Again, thank you for responding. I have found it refreshing to read someone who know's reality from hype and bulls***, and who has the ability to stand back and put things into their proper perspective, liking what they like, but able to keep fact and fiction separate from each other....
There is no one so blind as he who just will not see....
March 2, 2008, 02:33 PM
those of you who are experts in this area could probably tell me what I have. I assume from TimboKhan's post that he has a navy version of the knives pictured in Gentleman of the Charcoal's post. I think I have something like that as it is marked USN MkII and has a sheath made of what appears to be phenolic resin with a metal ferrule at the mouth of the sheath and metal reinforced canvas webbing as the belt hanger. All in that unmistakable USN gray. It appears to be a dead ringer sizewise for the USMC knife though. Is that the same knife you are describing, TimboKhan or something different?
March 2, 2008, 03:02 PM
According to the M. H. Cole "U.S. Military Knives", book III, Camillus was the first to make the USN MK 2 knife during WWII.
They were later also made by PAL, Robeson, Conetta, Utica, and Ka-Bar and marked U.S.N.
Camillus, PAL, Robeson, and Ka-Bar also later made the exact same knife marked U.S.M.C.
For all practical purposes, any Navy MKII is the same knife as a Ka-Bar, and any Ka-Bar is a Navy MKII if it is mil-spec.
The gray plastic U.S.N. MKII scabbard was at first issued with knives to be used by UDT teams.
Later, they became more or less standard issue because of jungle rot quickly eating the leather sheaths in the South Pacific theater.
March 4, 2008, 04:08 AM
Is that the same knife you are describing, TimboKhan or something different?
Yup, thats exactly it. I could swear it was shorter (though not by much), but I am probably wrong on that one. I will have to dig it out and compare it to my Kabar and see.
March 4, 2008, 12:19 PM
guess I own a little piece of history! :D
March 4, 2008, 03:32 PM
During WWII demand for the USMC Fighting/Utility Knife was so great that several companies, with Ka-Bar supposedly making 1,000,000 of them, produced the USMC 1219C2 for the U.S. government. If not for a friend of mine at work who collects antique military knives I never would have learned that companies other than Ka-Bar made these knives. Union Cutlery (later renaming the company to it's Ka-Bar brand to take advantage of the popularity of the knife), Pal, Robeson and Camillus all produced the knife. Western was invited, but for some reason isn't among the companies recognized as having made the USMC Fighting/Utility knife (USMC 1219C2). Although Case makes a commercial version, Case is supposed to have had other commitments to the government during WWII and never made the USMC 1219C2 or the USN Mk 2 (according to the reply I got from the Case Collector's Club off the Case website) under military contract either during or after WWII. I've developed a greater appreciation of just how many companies were under contract to make knives during that time. While other companies like Conetta and Utica also produced the Mk2, my understanding is that they were awarded contracts in later conflicts to build inventories back up like Camillus was.

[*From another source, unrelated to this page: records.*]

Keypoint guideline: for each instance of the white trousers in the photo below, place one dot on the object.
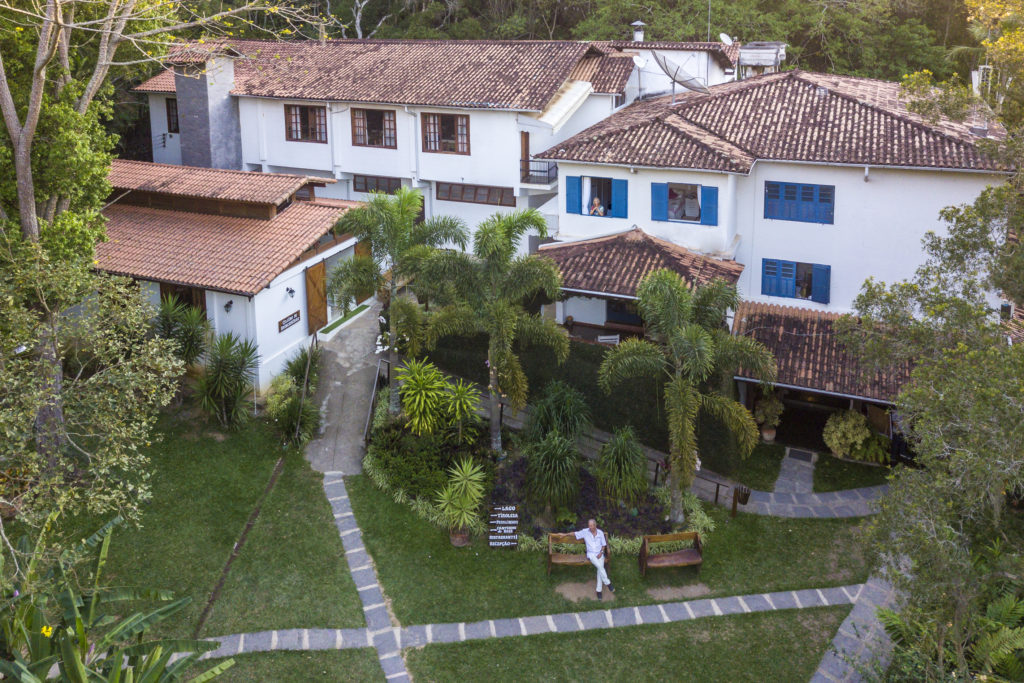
(602, 575)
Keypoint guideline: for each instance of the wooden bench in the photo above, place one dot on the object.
(680, 558)
(572, 559)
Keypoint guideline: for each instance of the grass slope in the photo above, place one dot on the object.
(428, 581)
(770, 646)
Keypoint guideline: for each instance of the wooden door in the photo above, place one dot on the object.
(316, 296)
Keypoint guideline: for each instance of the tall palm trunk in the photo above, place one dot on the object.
(496, 404)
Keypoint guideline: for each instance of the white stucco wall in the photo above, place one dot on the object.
(166, 146)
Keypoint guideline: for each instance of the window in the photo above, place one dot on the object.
(305, 124)
(454, 191)
(374, 128)
(446, 133)
(596, 197)
(376, 183)
(809, 204)
(623, 312)
(684, 202)
(796, 281)
(172, 115)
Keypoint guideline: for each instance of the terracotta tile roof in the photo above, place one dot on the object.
(616, 263)
(207, 182)
(809, 353)
(225, 253)
(475, 74)
(790, 116)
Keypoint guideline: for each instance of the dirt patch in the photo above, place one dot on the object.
(669, 593)
(584, 590)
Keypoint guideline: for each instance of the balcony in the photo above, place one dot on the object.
(538, 172)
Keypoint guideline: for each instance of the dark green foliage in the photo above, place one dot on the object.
(226, 383)
(561, 408)
(553, 470)
(622, 467)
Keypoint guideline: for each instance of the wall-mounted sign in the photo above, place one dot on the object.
(288, 322)
(503, 527)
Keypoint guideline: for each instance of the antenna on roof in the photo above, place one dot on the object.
(679, 75)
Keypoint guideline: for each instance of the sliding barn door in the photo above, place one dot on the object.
(316, 296)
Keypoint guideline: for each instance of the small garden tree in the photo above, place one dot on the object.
(690, 346)
(483, 293)
(397, 242)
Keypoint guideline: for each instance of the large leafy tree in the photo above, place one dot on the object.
(484, 293)
(398, 242)
(688, 344)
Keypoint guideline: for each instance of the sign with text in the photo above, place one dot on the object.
(503, 526)
(288, 322)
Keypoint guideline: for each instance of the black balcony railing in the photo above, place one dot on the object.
(538, 172)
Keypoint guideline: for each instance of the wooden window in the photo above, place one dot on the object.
(305, 124)
(455, 191)
(376, 183)
(374, 128)
(172, 115)
(445, 133)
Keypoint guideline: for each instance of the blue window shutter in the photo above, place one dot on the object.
(620, 190)
(820, 283)
(573, 195)
(709, 206)
(659, 201)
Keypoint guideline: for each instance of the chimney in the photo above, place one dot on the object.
(638, 31)
(211, 135)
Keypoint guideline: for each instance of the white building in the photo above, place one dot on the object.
(460, 120)
(252, 250)
(811, 182)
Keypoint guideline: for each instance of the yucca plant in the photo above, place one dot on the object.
(463, 401)
(561, 409)
(622, 467)
(553, 471)
(226, 382)
(423, 395)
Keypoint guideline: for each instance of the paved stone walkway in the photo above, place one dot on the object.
(861, 646)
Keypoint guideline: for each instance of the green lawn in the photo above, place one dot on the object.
(760, 469)
(428, 581)
(360, 665)
(767, 646)
(834, 474)
(205, 483)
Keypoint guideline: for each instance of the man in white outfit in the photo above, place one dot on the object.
(597, 551)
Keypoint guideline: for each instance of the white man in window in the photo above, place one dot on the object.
(597, 553)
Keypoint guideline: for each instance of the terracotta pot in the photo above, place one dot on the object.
(460, 539)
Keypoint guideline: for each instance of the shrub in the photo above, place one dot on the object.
(553, 470)
(622, 467)
(296, 368)
(423, 395)
(560, 409)
(226, 382)
(848, 435)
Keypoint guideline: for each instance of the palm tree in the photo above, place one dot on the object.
(397, 243)
(483, 293)
(689, 345)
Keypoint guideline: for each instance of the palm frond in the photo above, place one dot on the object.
(632, 358)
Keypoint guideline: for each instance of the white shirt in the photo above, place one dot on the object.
(595, 542)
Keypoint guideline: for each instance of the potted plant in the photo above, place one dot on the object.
(767, 413)
(460, 500)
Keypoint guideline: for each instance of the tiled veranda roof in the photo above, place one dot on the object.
(616, 263)
(225, 253)
(809, 353)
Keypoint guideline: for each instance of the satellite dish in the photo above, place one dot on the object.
(680, 75)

There's probably no single military knife that has such a strong following and inspires such ardent passions as the USMC 1219C2 Fighting/Utility Knife that people commonly refer to as the "Ka-Bar", regardless of who the actual manufacturer of any particular 1219C2/Mk2 was.
Pictures of some of the non-Ka-Bar USMC knives are attached below along with a Ka-Bar USN Mk2 as well as a PDF of page 91 on the USMC Fighting/Utility Knife from the authoritative Cole book showing the Ka-Bar, Camillus, Pal and Robeson Suredge models from WW II. Note the change during production where the tang and then the guard is stamped with the service and manufacturer then the tang with manufacturer and "US".